Rio Tinto, the world's second-largest mining company, appointed three former senior managers from the energy industry to its board as non-executive directors, including Royal Dutch Shell Plc's (NYSE: RDS.A) departing CFO Simon Henry, the company said Feb. 10.

Henry, who is stepping down as CFO at Shell after seven years on March 9, will join Rio Tinto on July 1. Former Centrica CEO Sam Laidlaw and ex-Sasol CEO David Constable will take up their non-executive posts immediately, Rio Tinto said.

"With diverse expertise across successful international engineering, resources and financial businesses, I have no doubt that their insight and hands-on experience will strengthen the board," Rio Tinto Chairman Jan du Plessis said.

RELATED: Shell: Jessica Uhl To Replace CFO Simon Henry In March

Non-executive directors Anne Lauvergeon, the former CEO of French nuclear reactor maker Areva, and Robert Brown will step down from their roles at the company's annual general meeting on May 4.

Rio Tinto is emerging from a deep market downturn, during which time it shed assets to repair its balance sheet.

The company declined to comment further on the appointments, which will add significant energy industry expertise to its board.

"I think you're bringing on someone like Simon Henry who's got a wealth of experience across the [oil and gas] space," Jamie Campbell, head of natural resources at Panmure Gordon, said. "But I just can't see Rio going from zero to 100 in the energy sector in this environment."

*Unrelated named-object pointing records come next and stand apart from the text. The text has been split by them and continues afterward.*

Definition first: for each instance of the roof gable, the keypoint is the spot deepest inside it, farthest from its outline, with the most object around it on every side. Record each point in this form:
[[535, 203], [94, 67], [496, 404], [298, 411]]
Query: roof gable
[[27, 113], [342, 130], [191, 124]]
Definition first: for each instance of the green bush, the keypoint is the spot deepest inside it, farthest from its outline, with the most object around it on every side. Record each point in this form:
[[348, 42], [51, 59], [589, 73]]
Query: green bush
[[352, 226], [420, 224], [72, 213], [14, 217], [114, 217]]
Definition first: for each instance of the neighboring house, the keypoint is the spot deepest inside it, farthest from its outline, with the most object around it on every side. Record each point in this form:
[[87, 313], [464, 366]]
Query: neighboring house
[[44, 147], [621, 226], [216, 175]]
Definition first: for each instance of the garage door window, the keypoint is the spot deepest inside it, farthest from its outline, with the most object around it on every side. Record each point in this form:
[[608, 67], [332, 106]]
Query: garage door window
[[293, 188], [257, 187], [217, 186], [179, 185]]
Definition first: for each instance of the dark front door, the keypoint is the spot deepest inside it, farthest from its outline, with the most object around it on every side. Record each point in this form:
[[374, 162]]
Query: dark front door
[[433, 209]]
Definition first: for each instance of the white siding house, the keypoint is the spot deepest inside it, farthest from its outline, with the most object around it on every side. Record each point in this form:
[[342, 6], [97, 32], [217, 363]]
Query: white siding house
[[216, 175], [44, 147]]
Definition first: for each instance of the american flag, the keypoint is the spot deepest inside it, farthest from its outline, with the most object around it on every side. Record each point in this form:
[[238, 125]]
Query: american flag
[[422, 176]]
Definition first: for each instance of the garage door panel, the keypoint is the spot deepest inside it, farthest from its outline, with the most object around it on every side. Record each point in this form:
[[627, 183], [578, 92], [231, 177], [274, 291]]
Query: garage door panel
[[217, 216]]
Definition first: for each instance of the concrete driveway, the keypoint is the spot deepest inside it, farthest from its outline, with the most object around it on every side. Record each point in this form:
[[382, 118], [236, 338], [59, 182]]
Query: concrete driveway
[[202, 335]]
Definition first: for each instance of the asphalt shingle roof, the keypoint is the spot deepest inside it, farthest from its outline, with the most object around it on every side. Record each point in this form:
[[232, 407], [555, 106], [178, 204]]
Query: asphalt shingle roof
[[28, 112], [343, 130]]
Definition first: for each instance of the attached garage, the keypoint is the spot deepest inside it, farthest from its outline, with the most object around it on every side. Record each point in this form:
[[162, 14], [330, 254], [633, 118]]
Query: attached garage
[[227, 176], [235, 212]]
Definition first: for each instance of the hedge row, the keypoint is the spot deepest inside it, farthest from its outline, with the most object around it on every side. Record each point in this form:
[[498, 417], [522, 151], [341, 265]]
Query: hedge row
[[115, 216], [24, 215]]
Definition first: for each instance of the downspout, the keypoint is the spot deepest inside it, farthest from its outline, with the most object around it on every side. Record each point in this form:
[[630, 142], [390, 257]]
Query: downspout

In 2016, incoming CEO Jean-Sebastien Jacques said he was not interested in expanding Rio Tinto into the oil and gas industry.

Henry, who has worked at Shell for 34 years, will hand over the CFO role to Jessica Uhl on March 9 and leave Shell on June 30.

"Royal Dutch Shell confirms that Simon Henry, CFO of the company, has been appointed a non-executive director of Rio Tinto with effect from July 1, 2017," Shell said in a statement on Feb. 10.

Henry was one of the driving forces behind Shell's bumper $54 billion acquisition of BG Group in 2016.